Risk Premium, and Peak Oil

Over the last year or so, the Telegraph Journal has regularly published the columns of Roy MacMullin, a Moncton-based energy writer and peak-oil disciple.

While his columns are interesting enough, they fail to convince this reader how a new world of very expensive oil barrels will fundamentally change public policy in New Brunswick (even if this economic fact probably should). Apparently, this economic fact haven't caused much concern over at Irving Oil either, as plans for Eider Rock keep lurching forward.

My beef with peak oil? It focuses too much on geology, when the real issues policy-makers need to concern themselves with are over the environment and foreign affairs.
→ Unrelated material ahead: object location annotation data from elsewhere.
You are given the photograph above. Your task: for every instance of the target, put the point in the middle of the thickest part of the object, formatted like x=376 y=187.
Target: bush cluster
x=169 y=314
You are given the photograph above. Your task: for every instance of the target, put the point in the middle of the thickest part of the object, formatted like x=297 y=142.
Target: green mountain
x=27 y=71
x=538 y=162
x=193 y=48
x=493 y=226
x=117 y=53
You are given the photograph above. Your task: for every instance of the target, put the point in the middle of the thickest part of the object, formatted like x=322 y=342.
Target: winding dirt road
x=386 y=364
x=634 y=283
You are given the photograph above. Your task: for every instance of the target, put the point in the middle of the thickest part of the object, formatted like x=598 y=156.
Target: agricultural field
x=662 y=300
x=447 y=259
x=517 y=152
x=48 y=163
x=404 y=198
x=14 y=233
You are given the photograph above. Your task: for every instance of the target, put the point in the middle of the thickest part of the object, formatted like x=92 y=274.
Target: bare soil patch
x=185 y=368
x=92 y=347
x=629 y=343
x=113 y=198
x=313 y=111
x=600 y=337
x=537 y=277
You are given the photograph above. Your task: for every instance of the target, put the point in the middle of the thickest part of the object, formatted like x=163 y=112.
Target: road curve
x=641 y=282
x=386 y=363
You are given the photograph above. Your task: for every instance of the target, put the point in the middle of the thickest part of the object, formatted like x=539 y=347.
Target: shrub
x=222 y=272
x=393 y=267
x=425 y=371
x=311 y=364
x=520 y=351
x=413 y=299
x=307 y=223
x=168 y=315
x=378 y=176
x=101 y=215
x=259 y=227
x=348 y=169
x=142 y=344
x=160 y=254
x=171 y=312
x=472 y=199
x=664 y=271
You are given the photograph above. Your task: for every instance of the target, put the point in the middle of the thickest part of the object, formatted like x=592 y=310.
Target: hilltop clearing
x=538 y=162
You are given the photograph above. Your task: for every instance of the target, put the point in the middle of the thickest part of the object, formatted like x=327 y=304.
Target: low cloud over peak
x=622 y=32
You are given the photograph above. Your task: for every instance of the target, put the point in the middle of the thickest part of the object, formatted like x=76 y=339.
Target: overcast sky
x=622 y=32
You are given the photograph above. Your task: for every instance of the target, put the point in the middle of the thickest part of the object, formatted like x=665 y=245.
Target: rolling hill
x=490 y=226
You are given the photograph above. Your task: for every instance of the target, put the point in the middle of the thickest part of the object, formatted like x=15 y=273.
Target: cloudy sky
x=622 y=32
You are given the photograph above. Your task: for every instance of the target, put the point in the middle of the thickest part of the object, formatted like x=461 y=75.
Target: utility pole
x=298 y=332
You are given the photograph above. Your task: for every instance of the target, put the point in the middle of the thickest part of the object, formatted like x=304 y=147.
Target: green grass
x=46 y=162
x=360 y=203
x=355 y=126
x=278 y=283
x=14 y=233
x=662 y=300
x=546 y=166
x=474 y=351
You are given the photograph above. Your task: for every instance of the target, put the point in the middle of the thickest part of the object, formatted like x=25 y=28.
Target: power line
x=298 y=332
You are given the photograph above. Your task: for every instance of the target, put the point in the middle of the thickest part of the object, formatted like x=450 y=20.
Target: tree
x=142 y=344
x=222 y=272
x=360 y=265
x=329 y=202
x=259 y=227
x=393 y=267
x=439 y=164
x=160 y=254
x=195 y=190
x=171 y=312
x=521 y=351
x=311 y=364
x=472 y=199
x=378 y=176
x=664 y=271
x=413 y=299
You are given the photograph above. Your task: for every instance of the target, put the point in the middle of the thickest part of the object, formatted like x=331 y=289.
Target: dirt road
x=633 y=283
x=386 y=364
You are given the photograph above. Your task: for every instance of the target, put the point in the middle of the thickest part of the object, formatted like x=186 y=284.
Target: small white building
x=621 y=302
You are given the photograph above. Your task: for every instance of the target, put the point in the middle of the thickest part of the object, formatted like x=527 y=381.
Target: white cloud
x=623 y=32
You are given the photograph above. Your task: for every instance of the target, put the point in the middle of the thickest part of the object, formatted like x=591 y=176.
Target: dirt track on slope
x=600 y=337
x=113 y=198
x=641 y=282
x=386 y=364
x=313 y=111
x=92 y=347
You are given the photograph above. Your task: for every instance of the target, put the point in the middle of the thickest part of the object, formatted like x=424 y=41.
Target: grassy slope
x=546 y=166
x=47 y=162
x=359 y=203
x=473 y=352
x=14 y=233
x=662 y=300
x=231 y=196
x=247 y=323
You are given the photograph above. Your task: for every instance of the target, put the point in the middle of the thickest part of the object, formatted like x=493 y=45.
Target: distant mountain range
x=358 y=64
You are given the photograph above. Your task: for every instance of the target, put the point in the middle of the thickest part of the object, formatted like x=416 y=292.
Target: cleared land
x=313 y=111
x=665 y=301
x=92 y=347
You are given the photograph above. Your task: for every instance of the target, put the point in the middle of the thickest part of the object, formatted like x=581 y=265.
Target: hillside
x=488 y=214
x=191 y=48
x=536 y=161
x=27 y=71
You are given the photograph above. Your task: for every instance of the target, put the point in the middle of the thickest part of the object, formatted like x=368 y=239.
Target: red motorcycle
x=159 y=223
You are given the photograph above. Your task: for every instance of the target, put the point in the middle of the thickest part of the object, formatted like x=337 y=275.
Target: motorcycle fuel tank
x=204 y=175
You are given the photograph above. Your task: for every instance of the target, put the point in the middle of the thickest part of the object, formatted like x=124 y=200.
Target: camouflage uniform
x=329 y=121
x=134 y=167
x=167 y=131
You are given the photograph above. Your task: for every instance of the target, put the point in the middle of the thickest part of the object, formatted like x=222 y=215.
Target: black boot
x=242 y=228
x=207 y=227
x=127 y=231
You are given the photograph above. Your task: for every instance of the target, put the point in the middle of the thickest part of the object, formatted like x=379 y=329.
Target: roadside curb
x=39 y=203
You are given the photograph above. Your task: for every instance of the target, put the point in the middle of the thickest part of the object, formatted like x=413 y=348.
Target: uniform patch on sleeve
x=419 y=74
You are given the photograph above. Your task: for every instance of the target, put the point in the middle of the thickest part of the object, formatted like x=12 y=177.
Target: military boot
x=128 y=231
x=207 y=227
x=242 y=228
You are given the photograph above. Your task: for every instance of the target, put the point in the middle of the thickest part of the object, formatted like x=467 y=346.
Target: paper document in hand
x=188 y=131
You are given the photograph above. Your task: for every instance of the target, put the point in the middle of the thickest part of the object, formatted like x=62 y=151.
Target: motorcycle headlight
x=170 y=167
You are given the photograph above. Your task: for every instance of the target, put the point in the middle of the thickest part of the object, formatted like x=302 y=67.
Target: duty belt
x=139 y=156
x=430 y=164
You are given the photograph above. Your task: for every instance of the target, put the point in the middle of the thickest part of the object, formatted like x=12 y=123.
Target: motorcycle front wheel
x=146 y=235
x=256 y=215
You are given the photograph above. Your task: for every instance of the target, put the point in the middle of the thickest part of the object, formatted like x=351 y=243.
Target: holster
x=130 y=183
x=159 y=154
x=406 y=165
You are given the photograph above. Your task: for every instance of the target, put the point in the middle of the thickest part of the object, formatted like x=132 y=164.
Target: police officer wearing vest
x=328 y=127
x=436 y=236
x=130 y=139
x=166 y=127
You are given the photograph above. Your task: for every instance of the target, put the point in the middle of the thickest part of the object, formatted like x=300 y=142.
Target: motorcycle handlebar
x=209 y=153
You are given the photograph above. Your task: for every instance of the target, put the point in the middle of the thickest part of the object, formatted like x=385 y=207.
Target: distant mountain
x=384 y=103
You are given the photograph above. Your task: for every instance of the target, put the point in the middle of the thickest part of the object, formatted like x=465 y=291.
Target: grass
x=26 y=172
While climate change gets most of the attention, the really smart analysis seems to focus on where more and more of our expensive oil comes from. Not surprisingly, NYT columnists and others are identifying petro-dictatorships as a key catalyst behind high summer gas prices.

A fantastic article in Texas Monthly puts a very human face behind the worsening oil economy, in the form of the story of a kidnapped oil worker in the petro-rich troubled Nigerian delta. No need for a geologist to explain tapped reserves here - as long as this oil-producer (and others) is torn by civil strife, that summer trip to Freeport is going to be more expensive, and millions of residents in petro-dictatorships will continue to suffer.

Wouldn't it be nice if New Brunswickers could pay a premium for fair-trade oil, like they do for their coffee? I know I'd feel better coughing up $70 at the pump, if I knew that the gasoline that was refined here in Saint John came from oil regions in which children could walk into their neighbourhood woods without coming across guerillas with automatic rifles.